Unveiling Myocardial Bridging: A Coronary Anomaly with Late-Onset Symptoms
A 66-year-old man with a history of cardiovascular comorbidities experienced a cardiac arrest precipitated by recurrent exertional angina, leading to a critical evaluation and subsequent treatment at a tertiary hospital. The diagnostic journey unveiled myocardial bridging—a congenital coronary anomaly—highlighting the condition’s potential to remain asymptomatic until compounded by additional cardiac complications. This case underscores the importance of recognizing myocardial bridging in the differential diagnosis of angina and cardiac arrest, especially in patients with a history of cardiovascular risk factors.
Key Points:
- The patient, with a background of hypertension, diabetes mellitus, and ischemic stroke, suffered a cardiac arrest following a period of recurrent exertional angina.
- Initial examination at a tertiary hospital, including a transthoracic echocardiogram, showed normal results, but coronary angiography revealed significant findings.
- Coronary angiography identified 50% stenosis in the middle left anterior descending (LAD) coronary artery during diastole, with complete occlusion during systole and sluggish distal flow.
- The diagnosis of myocardial bridging was established, characterized by an epicardial coronary artery taking an intramuscular course, which can lead to symptoms in the presence of left ventricular hypertrophy, coronary microvascular disease, or atherosclerotic intraluminal stenosis.
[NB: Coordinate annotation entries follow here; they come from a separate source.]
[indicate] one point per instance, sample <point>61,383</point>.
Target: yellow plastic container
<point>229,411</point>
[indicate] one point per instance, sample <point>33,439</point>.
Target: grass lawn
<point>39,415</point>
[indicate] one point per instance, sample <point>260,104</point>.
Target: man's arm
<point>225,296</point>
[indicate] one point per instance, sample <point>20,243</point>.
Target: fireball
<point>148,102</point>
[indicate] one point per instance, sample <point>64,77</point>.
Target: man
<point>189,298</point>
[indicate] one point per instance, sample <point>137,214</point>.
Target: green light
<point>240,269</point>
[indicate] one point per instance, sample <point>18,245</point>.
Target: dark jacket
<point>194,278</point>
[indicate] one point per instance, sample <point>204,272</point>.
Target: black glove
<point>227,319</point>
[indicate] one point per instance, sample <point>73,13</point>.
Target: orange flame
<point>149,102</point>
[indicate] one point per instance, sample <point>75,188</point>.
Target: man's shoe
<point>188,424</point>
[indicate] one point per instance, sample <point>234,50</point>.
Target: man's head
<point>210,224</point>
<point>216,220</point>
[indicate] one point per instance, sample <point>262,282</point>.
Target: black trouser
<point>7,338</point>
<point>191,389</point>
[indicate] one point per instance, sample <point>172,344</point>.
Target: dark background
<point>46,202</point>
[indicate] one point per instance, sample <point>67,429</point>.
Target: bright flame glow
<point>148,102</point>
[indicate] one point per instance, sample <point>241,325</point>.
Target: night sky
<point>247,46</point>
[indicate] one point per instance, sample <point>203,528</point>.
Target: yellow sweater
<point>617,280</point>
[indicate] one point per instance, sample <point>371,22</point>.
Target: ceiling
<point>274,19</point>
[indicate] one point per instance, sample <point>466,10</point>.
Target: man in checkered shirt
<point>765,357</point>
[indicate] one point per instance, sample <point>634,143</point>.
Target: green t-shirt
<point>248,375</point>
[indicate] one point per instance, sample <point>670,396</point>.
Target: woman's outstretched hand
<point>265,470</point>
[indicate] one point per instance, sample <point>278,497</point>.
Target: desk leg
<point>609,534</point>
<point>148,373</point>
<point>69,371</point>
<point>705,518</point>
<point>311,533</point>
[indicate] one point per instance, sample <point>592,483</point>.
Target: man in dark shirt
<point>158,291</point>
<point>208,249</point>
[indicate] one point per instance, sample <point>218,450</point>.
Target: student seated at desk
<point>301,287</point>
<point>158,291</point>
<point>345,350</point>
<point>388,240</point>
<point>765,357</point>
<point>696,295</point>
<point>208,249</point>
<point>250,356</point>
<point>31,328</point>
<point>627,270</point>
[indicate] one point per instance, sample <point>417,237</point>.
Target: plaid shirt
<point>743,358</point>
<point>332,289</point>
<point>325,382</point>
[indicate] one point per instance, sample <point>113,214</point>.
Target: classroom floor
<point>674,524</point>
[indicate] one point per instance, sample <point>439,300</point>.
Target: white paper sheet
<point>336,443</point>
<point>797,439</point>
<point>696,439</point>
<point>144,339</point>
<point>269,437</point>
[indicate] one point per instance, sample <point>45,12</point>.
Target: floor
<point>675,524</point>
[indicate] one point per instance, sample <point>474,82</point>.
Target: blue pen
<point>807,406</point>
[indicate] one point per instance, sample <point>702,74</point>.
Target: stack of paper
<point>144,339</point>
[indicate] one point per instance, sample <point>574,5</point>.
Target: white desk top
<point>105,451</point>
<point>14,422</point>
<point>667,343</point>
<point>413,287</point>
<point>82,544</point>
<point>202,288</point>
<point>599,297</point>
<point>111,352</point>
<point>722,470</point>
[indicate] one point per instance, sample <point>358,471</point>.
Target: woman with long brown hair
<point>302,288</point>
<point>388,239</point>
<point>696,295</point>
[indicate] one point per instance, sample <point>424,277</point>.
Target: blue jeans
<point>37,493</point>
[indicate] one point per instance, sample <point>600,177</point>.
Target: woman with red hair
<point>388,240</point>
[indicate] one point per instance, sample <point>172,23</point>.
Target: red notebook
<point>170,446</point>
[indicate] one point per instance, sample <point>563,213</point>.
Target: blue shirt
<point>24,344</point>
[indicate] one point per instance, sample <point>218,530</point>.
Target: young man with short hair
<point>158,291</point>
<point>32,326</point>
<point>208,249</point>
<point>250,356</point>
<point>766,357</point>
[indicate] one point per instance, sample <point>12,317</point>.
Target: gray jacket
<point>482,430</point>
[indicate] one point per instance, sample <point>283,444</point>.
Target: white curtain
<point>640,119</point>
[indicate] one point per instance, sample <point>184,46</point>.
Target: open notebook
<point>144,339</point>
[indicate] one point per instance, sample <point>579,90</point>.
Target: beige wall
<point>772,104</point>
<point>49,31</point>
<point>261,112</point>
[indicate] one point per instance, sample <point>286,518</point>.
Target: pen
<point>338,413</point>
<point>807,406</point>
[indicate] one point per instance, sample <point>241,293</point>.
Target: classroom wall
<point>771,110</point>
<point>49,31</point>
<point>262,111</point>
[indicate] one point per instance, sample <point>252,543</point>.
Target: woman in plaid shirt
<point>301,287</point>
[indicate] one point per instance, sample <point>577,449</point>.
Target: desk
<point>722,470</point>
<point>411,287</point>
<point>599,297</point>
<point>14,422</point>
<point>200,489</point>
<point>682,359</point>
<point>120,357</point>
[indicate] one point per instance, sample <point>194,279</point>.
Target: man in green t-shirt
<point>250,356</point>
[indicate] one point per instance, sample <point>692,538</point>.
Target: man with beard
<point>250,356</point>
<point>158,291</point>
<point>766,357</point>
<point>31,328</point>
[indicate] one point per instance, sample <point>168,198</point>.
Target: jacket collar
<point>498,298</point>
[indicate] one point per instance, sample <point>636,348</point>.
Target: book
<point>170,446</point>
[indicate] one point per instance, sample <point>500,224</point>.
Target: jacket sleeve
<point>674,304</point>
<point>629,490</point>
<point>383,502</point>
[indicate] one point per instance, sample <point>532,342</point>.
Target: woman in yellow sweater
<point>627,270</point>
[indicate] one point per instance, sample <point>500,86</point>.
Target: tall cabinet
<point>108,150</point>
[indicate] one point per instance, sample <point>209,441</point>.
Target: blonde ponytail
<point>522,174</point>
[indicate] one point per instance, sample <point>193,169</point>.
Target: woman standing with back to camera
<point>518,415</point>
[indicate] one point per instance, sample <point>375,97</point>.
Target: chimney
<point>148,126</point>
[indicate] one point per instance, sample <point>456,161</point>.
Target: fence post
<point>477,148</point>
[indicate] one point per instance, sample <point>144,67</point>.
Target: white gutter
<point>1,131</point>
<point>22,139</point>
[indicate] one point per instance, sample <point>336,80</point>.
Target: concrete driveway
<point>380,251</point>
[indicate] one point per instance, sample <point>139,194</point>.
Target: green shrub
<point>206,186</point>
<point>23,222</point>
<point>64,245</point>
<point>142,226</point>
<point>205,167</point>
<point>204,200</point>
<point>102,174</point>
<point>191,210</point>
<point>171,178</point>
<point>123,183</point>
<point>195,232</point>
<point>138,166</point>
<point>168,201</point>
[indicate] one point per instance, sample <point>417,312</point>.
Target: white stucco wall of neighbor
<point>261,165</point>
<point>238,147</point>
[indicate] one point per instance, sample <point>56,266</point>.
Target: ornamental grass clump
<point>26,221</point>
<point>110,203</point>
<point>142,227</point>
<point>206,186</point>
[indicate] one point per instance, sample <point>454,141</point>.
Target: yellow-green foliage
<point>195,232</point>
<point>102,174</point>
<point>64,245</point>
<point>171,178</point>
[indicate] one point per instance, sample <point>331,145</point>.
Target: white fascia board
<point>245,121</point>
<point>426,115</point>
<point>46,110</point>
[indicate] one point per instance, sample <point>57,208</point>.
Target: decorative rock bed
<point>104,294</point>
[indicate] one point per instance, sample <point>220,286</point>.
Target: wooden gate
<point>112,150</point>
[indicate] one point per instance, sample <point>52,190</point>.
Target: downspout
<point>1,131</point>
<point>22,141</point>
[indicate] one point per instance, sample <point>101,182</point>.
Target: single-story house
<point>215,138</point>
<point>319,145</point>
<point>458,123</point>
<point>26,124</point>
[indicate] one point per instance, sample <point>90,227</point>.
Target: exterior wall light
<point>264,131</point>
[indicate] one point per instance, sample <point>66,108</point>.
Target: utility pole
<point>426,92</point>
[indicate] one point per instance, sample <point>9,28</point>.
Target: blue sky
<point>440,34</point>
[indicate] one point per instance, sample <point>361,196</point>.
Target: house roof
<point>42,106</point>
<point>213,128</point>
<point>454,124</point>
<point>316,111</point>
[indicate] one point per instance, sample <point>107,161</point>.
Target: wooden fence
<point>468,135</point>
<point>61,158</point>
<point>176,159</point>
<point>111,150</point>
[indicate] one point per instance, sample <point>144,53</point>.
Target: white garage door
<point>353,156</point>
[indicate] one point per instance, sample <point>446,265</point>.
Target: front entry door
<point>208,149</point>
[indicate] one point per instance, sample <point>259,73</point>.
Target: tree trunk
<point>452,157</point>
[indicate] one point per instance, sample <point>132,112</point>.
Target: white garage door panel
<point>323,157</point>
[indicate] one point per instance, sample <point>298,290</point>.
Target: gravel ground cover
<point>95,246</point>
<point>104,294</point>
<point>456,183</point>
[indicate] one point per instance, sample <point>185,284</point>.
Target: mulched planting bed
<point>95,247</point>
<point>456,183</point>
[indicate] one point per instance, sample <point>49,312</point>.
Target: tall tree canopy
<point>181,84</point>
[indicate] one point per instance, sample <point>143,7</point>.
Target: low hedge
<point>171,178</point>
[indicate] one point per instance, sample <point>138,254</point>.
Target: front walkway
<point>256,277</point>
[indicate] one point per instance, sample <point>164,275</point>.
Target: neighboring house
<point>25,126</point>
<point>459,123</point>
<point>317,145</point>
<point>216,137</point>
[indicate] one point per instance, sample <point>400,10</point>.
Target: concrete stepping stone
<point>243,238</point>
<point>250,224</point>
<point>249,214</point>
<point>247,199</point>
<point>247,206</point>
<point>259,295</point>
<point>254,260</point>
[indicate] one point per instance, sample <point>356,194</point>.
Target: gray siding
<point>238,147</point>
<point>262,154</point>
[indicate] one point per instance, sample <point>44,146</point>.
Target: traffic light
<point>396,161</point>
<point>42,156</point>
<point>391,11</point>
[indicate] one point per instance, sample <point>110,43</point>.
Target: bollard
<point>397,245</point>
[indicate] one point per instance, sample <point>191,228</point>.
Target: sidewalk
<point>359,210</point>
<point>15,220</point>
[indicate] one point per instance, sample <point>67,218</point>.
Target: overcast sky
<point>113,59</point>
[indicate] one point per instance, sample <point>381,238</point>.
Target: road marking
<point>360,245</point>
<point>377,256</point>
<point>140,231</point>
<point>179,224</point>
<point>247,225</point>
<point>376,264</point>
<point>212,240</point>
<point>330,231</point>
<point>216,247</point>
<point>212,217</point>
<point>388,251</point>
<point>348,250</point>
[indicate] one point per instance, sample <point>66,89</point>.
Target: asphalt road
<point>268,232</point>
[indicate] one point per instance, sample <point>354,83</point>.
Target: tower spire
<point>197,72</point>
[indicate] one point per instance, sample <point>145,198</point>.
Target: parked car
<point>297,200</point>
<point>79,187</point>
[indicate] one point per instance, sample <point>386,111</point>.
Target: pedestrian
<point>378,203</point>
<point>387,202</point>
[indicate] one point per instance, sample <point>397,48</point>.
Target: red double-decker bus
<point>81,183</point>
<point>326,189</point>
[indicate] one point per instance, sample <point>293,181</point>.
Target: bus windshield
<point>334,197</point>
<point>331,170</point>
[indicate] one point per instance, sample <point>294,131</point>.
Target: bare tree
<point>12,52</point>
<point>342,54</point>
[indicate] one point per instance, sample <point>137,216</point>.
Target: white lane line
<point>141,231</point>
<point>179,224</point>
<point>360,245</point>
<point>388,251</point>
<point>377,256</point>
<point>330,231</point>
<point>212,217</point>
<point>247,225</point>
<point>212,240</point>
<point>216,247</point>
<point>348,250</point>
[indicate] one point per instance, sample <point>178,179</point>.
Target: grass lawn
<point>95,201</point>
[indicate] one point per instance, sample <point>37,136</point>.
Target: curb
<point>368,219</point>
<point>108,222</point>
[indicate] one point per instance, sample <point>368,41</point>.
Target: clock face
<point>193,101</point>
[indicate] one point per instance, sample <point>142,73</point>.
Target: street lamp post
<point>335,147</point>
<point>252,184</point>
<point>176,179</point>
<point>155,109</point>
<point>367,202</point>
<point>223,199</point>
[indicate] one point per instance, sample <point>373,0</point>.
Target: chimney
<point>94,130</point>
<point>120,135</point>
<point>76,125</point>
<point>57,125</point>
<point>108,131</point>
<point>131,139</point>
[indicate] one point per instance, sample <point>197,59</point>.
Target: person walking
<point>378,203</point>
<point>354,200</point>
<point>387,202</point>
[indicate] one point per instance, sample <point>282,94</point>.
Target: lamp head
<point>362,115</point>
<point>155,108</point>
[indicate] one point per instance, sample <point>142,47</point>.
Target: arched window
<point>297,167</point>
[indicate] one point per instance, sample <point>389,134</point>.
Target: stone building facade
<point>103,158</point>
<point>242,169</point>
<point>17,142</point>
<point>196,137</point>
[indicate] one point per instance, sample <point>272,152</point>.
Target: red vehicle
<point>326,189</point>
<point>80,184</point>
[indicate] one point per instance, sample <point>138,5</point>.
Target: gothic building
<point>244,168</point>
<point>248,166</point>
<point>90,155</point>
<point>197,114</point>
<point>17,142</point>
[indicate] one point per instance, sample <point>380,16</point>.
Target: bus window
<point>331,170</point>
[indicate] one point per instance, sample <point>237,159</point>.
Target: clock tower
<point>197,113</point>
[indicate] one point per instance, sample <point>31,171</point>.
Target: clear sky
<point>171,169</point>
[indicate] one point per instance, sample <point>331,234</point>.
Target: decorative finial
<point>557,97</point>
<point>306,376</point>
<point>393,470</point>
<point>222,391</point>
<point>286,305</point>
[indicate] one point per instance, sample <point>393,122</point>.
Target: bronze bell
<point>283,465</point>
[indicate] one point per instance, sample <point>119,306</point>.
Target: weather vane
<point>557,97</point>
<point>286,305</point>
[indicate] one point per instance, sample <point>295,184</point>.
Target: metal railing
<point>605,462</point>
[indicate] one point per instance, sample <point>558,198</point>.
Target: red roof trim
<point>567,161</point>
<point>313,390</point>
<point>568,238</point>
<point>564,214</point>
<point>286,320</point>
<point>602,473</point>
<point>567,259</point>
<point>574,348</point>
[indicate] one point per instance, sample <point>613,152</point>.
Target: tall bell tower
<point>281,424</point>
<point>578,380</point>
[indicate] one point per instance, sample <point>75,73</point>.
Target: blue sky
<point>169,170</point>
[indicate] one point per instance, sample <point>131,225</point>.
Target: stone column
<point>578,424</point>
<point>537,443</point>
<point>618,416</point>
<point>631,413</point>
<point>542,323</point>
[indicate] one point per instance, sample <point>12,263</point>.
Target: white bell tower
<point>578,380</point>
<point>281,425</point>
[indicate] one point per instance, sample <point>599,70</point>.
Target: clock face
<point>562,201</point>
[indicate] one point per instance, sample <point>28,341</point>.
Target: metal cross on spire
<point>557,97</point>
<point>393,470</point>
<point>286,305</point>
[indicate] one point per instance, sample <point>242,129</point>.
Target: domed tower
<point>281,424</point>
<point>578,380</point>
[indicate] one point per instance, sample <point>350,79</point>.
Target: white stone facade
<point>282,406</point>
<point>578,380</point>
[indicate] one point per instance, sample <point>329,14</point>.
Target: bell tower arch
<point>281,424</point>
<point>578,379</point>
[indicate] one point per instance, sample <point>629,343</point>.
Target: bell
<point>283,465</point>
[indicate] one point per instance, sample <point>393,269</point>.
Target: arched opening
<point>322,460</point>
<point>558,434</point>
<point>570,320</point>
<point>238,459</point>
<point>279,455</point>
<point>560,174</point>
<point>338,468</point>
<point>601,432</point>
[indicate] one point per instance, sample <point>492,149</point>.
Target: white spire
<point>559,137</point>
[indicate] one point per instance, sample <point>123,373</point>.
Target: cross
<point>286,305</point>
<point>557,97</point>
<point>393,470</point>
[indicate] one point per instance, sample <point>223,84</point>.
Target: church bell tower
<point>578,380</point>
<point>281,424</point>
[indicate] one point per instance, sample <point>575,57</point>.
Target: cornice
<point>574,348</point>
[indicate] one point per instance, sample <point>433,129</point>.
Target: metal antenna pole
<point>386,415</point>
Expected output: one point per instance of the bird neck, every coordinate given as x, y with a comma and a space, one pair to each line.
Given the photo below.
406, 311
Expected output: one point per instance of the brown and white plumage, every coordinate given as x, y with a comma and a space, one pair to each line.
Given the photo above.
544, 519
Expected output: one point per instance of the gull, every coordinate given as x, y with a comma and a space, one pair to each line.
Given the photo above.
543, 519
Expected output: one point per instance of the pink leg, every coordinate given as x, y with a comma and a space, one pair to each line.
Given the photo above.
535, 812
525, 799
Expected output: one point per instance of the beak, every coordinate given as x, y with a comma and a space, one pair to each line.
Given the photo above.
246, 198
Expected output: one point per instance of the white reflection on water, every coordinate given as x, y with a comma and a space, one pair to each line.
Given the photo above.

- Coronary computed tomographic angiography performed for surgical planning illustrated an 8-mm intramuscular course of the middle LAD coronary artery, facilitating surgical intervention.
- Treatment involved coronary-artery bypass surgery using a saphenous vein graft, after which the patient recovered well with no recurrence of symptoms.
- Myocardial bridging, while congenital, may not manifest symptoms until later in life, underscoring the importance of awareness and recognition of this condition in patients with cardiovascular risk factors.
The prevalence of myocardial bridges varies greatly based on the technique used to identify the anomaly. The prevalence in autopsy studies have been reported as high as 86%, with a mean of 25% similar to more recent evaluations using coronary computed tomography angiography (CCTA).